Table of Contents
Fetching ...

Towards Human-Centered Early Prediction Models for Academic Performance in Real-World Contexts

Han Zhang, Yiyi Ren, Paula S. Nurius, Jennifer Mankoff, Anind K. Dey

TL;DR

This paper tackles the problem of predicting academic performance early in real-world settings by integrating three approaches—Logistic Regression (LR), 1D-CNN, and MTL-1D-CNN—trained on passive behavioral data and self-reports collected within the first week of Spring terms. It emphasizes HCML principles (explainability, fairness, generalizability) and demonstrates that predictions can be made by Week 1 with a GPA threshold of $3.2$, while highlighting trade-offs among the principles. LR and 1D-CNN achieve high early accuracy and reveal interpretable predictors, though deep learning approaches struggle with fairness and generalizability; MTL-1D-CNN offers stronger cross-year robustness but shows fairness and explainability challenges. The findings underscore socio-technical challenges in deploying such systems and advocate for human-centered, privacy-preserving, and governance-aware integration into multi-stakeholder student support workflows to enable timely, equitable interventions.

Abstract

Supporting student success requires collaboration among multiple stakeholders. Researchers have explored machine learning models for academic performance prediction; yet key challenges remain in ensuring these models are interpretable, equitable, and actionable within real-world educational support systems. First, many models prioritize predictive accuracy but overlook human-centered machine learning principles, limiting trust among students and reducing their usefulness for educators and institutional decision-makers.
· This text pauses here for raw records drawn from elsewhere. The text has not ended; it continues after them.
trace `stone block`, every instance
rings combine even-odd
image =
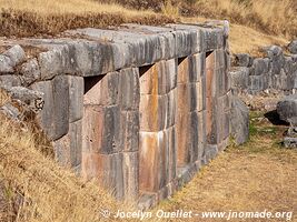
[[[168,181],[171,182],[177,176],[177,134],[176,127],[169,128],[167,131],[167,144],[168,144]]]
[[[232,63],[236,67],[250,67],[253,63],[253,59],[247,53],[239,53],[239,54],[235,54]]]
[[[168,151],[166,132],[140,132],[139,185],[141,191],[157,192],[168,183]]]
[[[297,94],[285,97],[277,103],[279,118],[291,125],[297,125]]]
[[[82,119],[83,113],[83,78],[69,75],[69,122]]]
[[[167,123],[168,95],[143,94],[140,97],[140,130],[156,132]]]
[[[158,94],[169,93],[177,85],[176,60],[164,60],[158,63]]]
[[[77,121],[69,124],[69,132],[61,139],[53,141],[53,150],[57,161],[68,168],[81,164],[82,148],[82,122]]]
[[[297,40],[294,40],[288,44],[288,50],[290,53],[297,54]]]
[[[11,67],[16,67],[26,60],[24,51],[19,44],[11,47],[3,54],[10,59]]]
[[[157,64],[139,68],[140,94],[159,94]]]
[[[20,77],[13,74],[0,75],[0,87],[11,88],[19,85],[21,85]]]
[[[231,89],[245,90],[249,87],[249,68],[240,67],[229,72]]]
[[[121,127],[119,132],[121,135],[121,145],[123,151],[138,151],[139,148],[139,112],[122,111],[121,121],[118,122]]]
[[[21,74],[26,85],[40,79],[40,69],[37,59],[31,59],[21,65]]]
[[[13,67],[9,57],[0,54],[0,73],[12,73]]]
[[[120,133],[120,108],[85,105],[82,123],[83,152],[111,154],[123,149]]]
[[[125,195],[123,183],[123,154],[105,155],[82,152],[81,175],[85,179],[97,179],[117,199]]]
[[[225,50],[218,49],[215,51],[215,69],[226,69]]]
[[[268,58],[256,58],[253,61],[250,69],[250,75],[263,75],[268,73],[270,67],[270,60]]]
[[[127,200],[137,200],[139,195],[139,153],[125,152],[122,155],[125,198]]]
[[[177,113],[177,89],[171,90],[167,95],[167,102],[166,105],[166,125],[165,128],[168,129],[170,127],[174,127],[176,124],[176,113]]]
[[[38,58],[41,80],[49,80],[61,74],[63,72],[63,58],[62,50],[41,52]]]
[[[69,129],[69,84],[67,75],[56,77],[52,81],[36,82],[31,85],[43,93],[43,109],[37,117],[41,129],[49,140],[58,140]]]
[[[123,69],[120,71],[120,103],[123,110],[138,110],[140,100],[140,85],[138,69]],[[113,95],[113,94],[112,94]],[[113,95],[116,97],[116,95]]]
[[[115,105],[119,102],[120,78],[118,72],[110,72],[96,78],[85,78],[86,93],[83,104]]]
[[[249,137],[249,110],[246,104],[235,95],[232,97],[230,124],[235,143],[245,143]]]

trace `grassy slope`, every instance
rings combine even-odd
[[[253,117],[249,142],[228,148],[159,208],[168,211],[188,209],[197,213],[265,209],[296,212],[297,152],[280,148],[284,128],[271,125],[261,114]],[[296,220],[295,215],[291,221]]]
[[[7,101],[0,91],[0,105]],[[44,157],[29,124],[2,114],[0,123],[0,222],[101,221],[100,210],[122,209],[96,181],[86,182]]]

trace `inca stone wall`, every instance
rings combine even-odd
[[[0,56],[0,84],[42,93],[36,120],[62,165],[148,208],[228,144],[228,29],[123,24],[8,40],[21,47]]]
[[[277,46],[266,48],[265,58],[253,58],[245,53],[235,54],[235,67],[230,71],[231,88],[236,92],[248,94],[270,91],[285,94],[295,93],[297,89],[297,54],[293,44],[294,42],[289,47],[290,53],[286,54]]]

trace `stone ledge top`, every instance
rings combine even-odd
[[[227,38],[228,26],[228,22],[219,21],[166,27],[126,23],[109,30],[69,30],[53,39],[3,42],[7,46],[19,44],[24,49],[42,49],[36,58],[41,80],[49,80],[58,74],[100,75],[129,67],[142,67],[160,60],[222,49],[226,47],[224,38]],[[4,63],[0,62],[0,65]],[[11,69],[2,69],[4,72],[0,74],[16,70],[11,63],[9,65]]]

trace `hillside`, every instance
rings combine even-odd
[[[68,29],[108,28],[125,22],[159,26],[228,19],[231,23],[231,51],[258,54],[259,48],[264,46],[284,46],[297,36],[297,7],[294,0],[281,3],[279,0],[271,0],[269,4],[265,4],[263,0],[113,2],[51,0],[44,3],[42,0],[0,0],[0,37],[56,36]]]

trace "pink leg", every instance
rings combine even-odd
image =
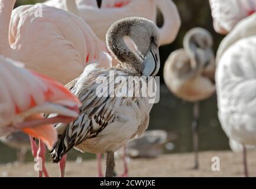
[[[67,154],[63,156],[59,163],[60,169],[60,177],[65,177],[66,160],[67,159]]]
[[[31,145],[31,152],[32,155],[34,158],[37,157],[37,153],[38,151],[38,148],[37,147],[37,143],[35,142],[35,141],[33,139],[33,138],[31,136],[30,136],[30,144]],[[46,151],[46,147],[44,146],[44,152]],[[43,164],[43,172],[44,172],[44,176],[46,177],[48,177],[49,175],[48,174],[47,171],[46,170],[46,166],[44,165],[44,163]]]
[[[43,172],[44,173],[44,175],[46,177],[48,177],[44,164],[46,162],[46,146],[43,142],[39,139],[39,147],[38,150],[37,151],[37,157],[39,159],[41,159],[42,170],[39,170],[38,177],[43,177]]]
[[[124,162],[124,173],[121,175],[121,177],[127,177],[128,176],[128,168],[127,161],[127,155],[126,155],[126,146],[124,146],[124,154],[122,157]]]
[[[101,154],[97,154],[98,160],[98,174],[99,177],[103,177],[102,168],[101,166]]]

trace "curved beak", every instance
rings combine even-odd
[[[99,8],[101,8],[101,4],[102,3],[102,0],[96,0],[96,1],[97,1],[98,7],[99,7]]]
[[[158,47],[151,43],[147,51],[142,63],[142,74],[144,76],[155,76],[160,67]]]

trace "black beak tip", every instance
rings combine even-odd
[[[97,1],[98,7],[99,7],[99,8],[101,8],[102,0],[96,0],[96,1]]]

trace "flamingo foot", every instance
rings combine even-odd
[[[60,169],[60,177],[65,177],[65,168],[66,168],[66,161],[67,159],[67,154],[62,157],[59,163],[59,168]]]

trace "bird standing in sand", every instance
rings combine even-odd
[[[192,123],[195,168],[199,168],[199,102],[215,92],[215,61],[210,34],[202,28],[189,31],[183,39],[183,49],[173,52],[164,64],[164,78],[168,89],[177,97],[194,102]]]
[[[125,36],[134,41],[138,54],[128,48],[124,41]],[[115,92],[127,87],[127,83],[130,86],[133,84],[134,81],[128,80],[129,77],[140,82],[140,77],[154,76],[158,73],[159,31],[154,22],[147,19],[125,18],[109,28],[107,44],[119,63],[116,67],[94,70],[89,76],[83,77],[82,75],[73,83],[71,91],[83,103],[81,113],[72,123],[57,126],[56,129],[61,134],[51,153],[51,159],[54,162],[59,162],[73,147],[82,152],[106,152],[106,177],[112,177],[114,152],[147,129],[153,106],[148,96],[135,96],[138,91],[147,90],[145,85],[135,84],[135,88],[127,90],[121,97]],[[126,82],[115,83],[110,79],[108,83],[113,76],[121,77]],[[97,83],[97,78],[102,77],[107,80],[102,84]],[[148,80],[145,82],[148,83]],[[99,96],[96,90],[102,84],[106,87],[107,93]],[[112,84],[114,88],[110,87]],[[131,92],[132,94],[128,94]]]

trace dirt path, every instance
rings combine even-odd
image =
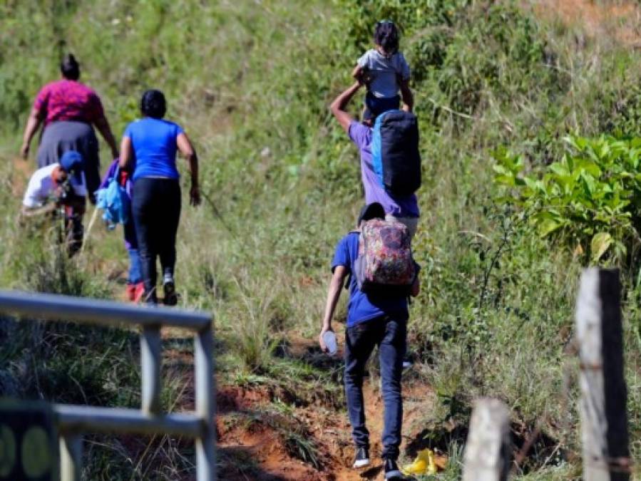
[[[294,408],[282,419],[278,415],[270,419],[273,415],[269,409],[270,402],[275,401],[275,393],[269,388],[220,386],[217,427],[225,466],[221,476],[229,480],[383,479],[380,455],[384,406],[378,382],[378,378],[373,378],[366,380],[364,386],[374,465],[361,472],[351,467],[354,450],[344,408],[339,410],[317,403]],[[404,433],[416,436],[422,430],[420,420],[426,410],[431,408],[434,400],[428,386],[415,381],[404,383]],[[292,452],[292,445],[283,441],[287,428],[283,431],[280,428],[289,423],[304,426],[307,439],[316,446],[317,468],[313,463],[297,459],[295,449]],[[406,440],[414,436],[408,435]]]

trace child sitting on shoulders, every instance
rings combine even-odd
[[[386,110],[398,109],[401,97],[405,109],[411,111],[414,97],[409,89],[409,66],[399,51],[399,31],[393,21],[377,22],[374,31],[376,48],[358,60],[352,75],[367,86],[363,118],[372,120]]]

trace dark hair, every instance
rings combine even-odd
[[[148,90],[140,100],[140,112],[143,115],[153,118],[163,118],[167,111],[165,95],[160,90]]]
[[[399,49],[399,29],[390,20],[376,22],[374,29],[374,43],[383,47],[386,53],[396,53]]]
[[[62,76],[67,80],[78,80],[80,77],[80,64],[73,53],[67,53],[60,63]]]

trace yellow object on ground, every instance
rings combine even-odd
[[[436,474],[434,452],[428,448],[419,451],[414,462],[411,465],[404,466],[401,471],[406,475]]]

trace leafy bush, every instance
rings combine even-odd
[[[512,190],[542,237],[592,262],[620,263],[640,242],[641,138],[565,138],[568,151],[542,175],[525,175],[521,155],[495,155],[495,181]]]

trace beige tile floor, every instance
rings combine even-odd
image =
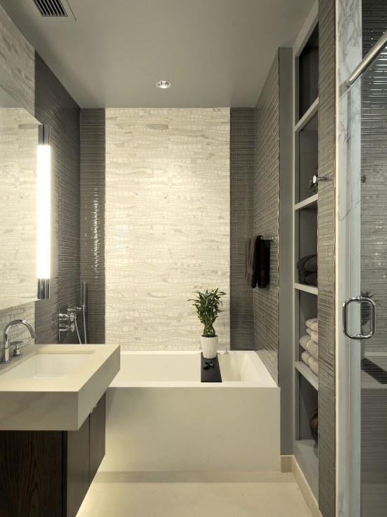
[[[99,473],[77,517],[310,517],[291,473]]]

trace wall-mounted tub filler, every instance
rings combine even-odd
[[[28,331],[31,335],[31,337],[34,339],[37,337],[32,325],[27,322],[25,320],[13,320],[9,323],[7,323],[3,333],[3,356],[1,357],[0,363],[11,363],[11,359],[9,359],[9,344],[8,340],[8,335],[10,329],[15,325],[23,325],[26,328],[28,329]],[[14,356],[16,357],[20,357],[20,356],[21,356],[19,349],[20,343],[20,342],[17,341],[13,342],[13,344],[15,344],[15,352],[16,352],[15,354],[14,354]],[[18,354],[18,351],[19,352]]]
[[[65,313],[59,313],[58,315],[59,320],[58,339],[61,342],[62,336],[66,336],[68,332],[77,331],[78,341],[82,344],[82,340],[78,330],[78,324],[77,322],[77,314],[80,312],[83,316],[83,331],[84,331],[84,344],[87,342],[86,334],[86,282],[82,282],[82,306],[68,307]]]

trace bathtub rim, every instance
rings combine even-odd
[[[250,381],[224,381],[222,382],[201,382],[199,381],[133,381],[133,380],[120,380],[115,382],[113,380],[109,388],[171,388],[171,387],[196,387],[201,389],[211,388],[243,388],[243,387],[255,387],[260,389],[279,389],[275,381],[270,375],[266,366],[262,361],[258,353],[254,350],[218,350],[220,354],[246,354],[248,355],[250,360],[256,369],[258,369],[260,376],[262,378],[260,380]],[[201,350],[121,350],[121,356],[130,355],[200,355]]]

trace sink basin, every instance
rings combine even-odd
[[[62,379],[87,361],[86,354],[37,354],[1,374],[4,379]]]
[[[120,370],[119,344],[27,344],[23,354],[0,365],[0,430],[77,430]]]

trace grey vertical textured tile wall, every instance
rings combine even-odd
[[[363,56],[387,30],[387,1],[362,0],[362,43]]]
[[[246,239],[254,232],[254,108],[230,113],[230,347],[253,349],[253,290],[245,281]]]
[[[270,280],[254,289],[254,347],[278,382],[279,56],[277,53],[255,107],[254,234],[273,236]]]
[[[81,281],[88,342],[105,342],[105,109],[81,110]]]
[[[365,55],[387,30],[387,2],[362,3]],[[387,331],[387,68],[386,51],[362,77],[361,290],[376,300],[376,333],[362,348],[383,351]],[[365,327],[364,330],[367,328]],[[387,497],[387,397],[369,379],[362,384],[362,516],[386,515]]]
[[[51,298],[35,304],[37,342],[55,343],[59,309],[80,304],[80,109],[35,54],[35,117],[51,128]],[[77,342],[69,332],[63,342]]]
[[[0,87],[34,114],[34,49],[1,6],[0,32]],[[34,325],[33,301],[0,311],[0,332],[12,320],[20,318]],[[25,344],[32,341],[21,326],[13,330],[12,337],[23,340]]]
[[[335,175],[335,2],[319,4],[319,174]],[[335,187],[319,185],[319,506],[336,504]]]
Second, most models require at least a month of data before making reliable predictions, delaying opportunities for early intervention. Third, current models primarily rely on sporadically collected, classroom-derived data, missing broader behavioral patterns that could provide more continuous and actionable insights. To address these gaps, we present three modeling approaches-LR, 1D-CNN, and MTL-1D-CNN-to classify students as low or high academic performers. We evaluate them based on explainability, fairness, and generalizability to assess their alignment with key social values. Using behavioral and self-reported data collected within the first week of two Spring terms, we demonstrate that these models can identify at-risk students as early as week one. However, trade-offs across human-centered machine learning principles highlight the complexity of designing predictive models that effectively support multi-stakeholder decision-making and intervention strategies. We discuss these trade-offs and their implications for different stakeholders, outlining how predictive models can be integrated into student support systems. Finally, we examine broader socio-technical challenges in deploying these models and propose future directions for advancing human-centered, collaborative academic prediction systems.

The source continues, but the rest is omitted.